Rumah Tradisional Jenis Kampung Semar Pinondhong
Rumah tradisional ini mempunyai identitas yang berbeda dengan rumah model kampung lainnya. Bangunan rumah ini hanya menggunakan saka yang berjajar di tengah menurut panjangnya bangunan. Jumlah saka yang dipergunakan dapat berjumlah 4 buah, 6 buah atau 8 buah dan seterusnya sesuai dengan panjang bangunan. Bangunan ini menggunakan dua buah sisi atap yang ditopang oleh balok melintang sebagai penyangga usuk dan reng serta penutup atapnya. Dipergunakan Konsol atau balok yang dipasang siku sebagai penyangga balok melintang agar struktur atap dapat stabil dan seimbang. Bangunan ini mempunyai dua buah “tutup keong’ dan satu buah wuwung. Jenis bangunan ini sering diterapkan sampai saat ini sebagai tempat berteduh di taman-taman atau halte bis atau pelindung pintu gerbang utama rumah, tetapi bentuknya di sesuaikan dengan besaran yang diperlukan. Keseluruhan konstruksi tetap menggunakan kayu keras dan kuat sedangkan pada perkembangannya digunakan struktur dari konstruksi logam yang lebih disederhanakan lagi bentukannya.

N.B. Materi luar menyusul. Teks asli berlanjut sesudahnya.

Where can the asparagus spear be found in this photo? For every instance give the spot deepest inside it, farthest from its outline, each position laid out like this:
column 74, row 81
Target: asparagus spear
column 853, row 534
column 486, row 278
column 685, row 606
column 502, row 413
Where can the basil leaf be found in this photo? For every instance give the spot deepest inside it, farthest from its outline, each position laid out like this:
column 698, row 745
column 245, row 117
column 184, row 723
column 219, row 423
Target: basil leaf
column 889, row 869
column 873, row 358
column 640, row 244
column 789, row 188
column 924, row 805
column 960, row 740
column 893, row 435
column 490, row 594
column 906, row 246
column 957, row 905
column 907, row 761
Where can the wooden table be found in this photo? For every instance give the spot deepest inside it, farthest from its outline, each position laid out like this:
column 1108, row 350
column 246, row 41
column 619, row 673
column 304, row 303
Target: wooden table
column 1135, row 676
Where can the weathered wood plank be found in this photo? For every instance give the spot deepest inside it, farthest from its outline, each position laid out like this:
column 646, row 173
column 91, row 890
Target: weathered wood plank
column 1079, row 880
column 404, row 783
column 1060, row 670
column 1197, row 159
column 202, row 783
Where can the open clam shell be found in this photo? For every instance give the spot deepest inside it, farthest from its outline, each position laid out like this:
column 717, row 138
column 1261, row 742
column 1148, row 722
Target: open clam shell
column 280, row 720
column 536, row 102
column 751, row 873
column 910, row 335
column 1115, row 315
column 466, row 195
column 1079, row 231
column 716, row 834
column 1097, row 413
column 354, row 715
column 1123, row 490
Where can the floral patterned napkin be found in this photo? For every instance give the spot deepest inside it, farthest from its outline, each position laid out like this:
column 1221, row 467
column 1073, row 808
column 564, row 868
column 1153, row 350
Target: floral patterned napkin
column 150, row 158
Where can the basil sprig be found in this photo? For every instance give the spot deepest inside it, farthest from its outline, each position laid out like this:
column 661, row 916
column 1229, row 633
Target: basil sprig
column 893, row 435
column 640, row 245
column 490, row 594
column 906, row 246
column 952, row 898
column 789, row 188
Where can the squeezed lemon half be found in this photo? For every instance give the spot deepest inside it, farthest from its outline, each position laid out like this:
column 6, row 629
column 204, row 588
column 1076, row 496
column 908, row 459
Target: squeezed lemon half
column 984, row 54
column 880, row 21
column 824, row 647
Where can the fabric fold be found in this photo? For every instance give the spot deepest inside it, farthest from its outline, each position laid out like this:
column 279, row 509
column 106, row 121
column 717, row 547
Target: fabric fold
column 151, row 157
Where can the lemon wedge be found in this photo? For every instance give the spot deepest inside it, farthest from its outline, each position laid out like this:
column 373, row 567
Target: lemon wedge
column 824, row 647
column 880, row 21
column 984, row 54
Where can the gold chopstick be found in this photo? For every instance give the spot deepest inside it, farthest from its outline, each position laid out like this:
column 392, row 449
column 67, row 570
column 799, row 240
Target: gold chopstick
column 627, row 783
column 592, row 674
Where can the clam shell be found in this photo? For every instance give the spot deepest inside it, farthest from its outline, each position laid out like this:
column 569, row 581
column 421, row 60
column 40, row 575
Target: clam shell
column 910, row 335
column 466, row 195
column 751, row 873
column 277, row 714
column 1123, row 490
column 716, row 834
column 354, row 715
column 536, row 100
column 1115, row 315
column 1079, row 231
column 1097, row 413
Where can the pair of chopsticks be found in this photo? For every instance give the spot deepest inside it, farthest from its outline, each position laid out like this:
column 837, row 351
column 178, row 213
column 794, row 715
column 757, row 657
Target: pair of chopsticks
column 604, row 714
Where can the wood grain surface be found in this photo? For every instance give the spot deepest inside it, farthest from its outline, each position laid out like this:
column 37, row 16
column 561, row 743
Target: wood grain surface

Rumah Tradisional Jenis Kampung Lambang Teplok Semar Tinandhu
Rumah tradisional ini merupakan varian dari “rumah kampung pokok”, mempunyai bentuk bangunan yang menyerupai rumah tradisional model kampung lambang teplok, tetapi rumah ini memiliki emper yang mengelilingi struktur utama sedangkan pada rumah kampung lambang teplok hanya mempunyai 2 buah emper pada bagian depan dan belakang rumah saja. Rumah kampung lambang teplok semar tinandhu ini juga menggunakan regangan pada atapnya yaitu bagian rangka atap “brunjung” dan bagian atap bawah sebagai “penanggap”. Rumah kampung ini mempunyai dua buah tutup keong pada sisi kanan dan kiri atap “brunjung”-nya. Regangan pada bagian atap berfungsi memperbaiki sirkulasi penghawaan didalam ruang dan menambahkan pencahayaan pada ruang dalamnya. Keseluruhan konstruksi tetap menggunakan bahan dasar kayu jawa yang keras dan kuat seperti kayu jati (teak wood), kayu nangka, kayu sonokeling serta jenis kayu lainnya. Pada bagian lantai masih menggunakan tanah yang dipadatkan dan sangat keras, tetapi pada perkembangannya sudah menggunakan batu bata ekspos yang ditata rapi seperti keramik. Bangunan ini tidak menggunakan pondasi batu kali atau pondasi rolag, jadi hanya pondasi setempat saja pada tiang-tiang kolom. Pondasi hanya menggunakan umpak yang kuat dan dapat terbuat dari kayu atau batu yang diukir dan diberi lobang sebagai dudukan purus tiang saka atau kolom kayu. Tidak terdapat pengikat antar kolom pada bagian bawah pondasi didalam tanah seperti sloof yang kebanyakan terdapat pada bangunan-bangunan model saat ini. Jika diamati, pengikat antar kolom hanya menggunakan rangka dan dinding gebyok yang terbuat dari kayu saja sehingga bangunan tersebut mempunyai rigitifitas yang baik secara gravitasi konstruksi.
RUMAH KAMPUNG LAMBANG TEPLOK
Rumah Kampung yang memiliki renggangan atau perbedaan ketinggian antara atap Brunjung dengan atap Penanggapnya. Biasanya digunakan untuk gudang genteng, rumah tobong genteng atau kapur.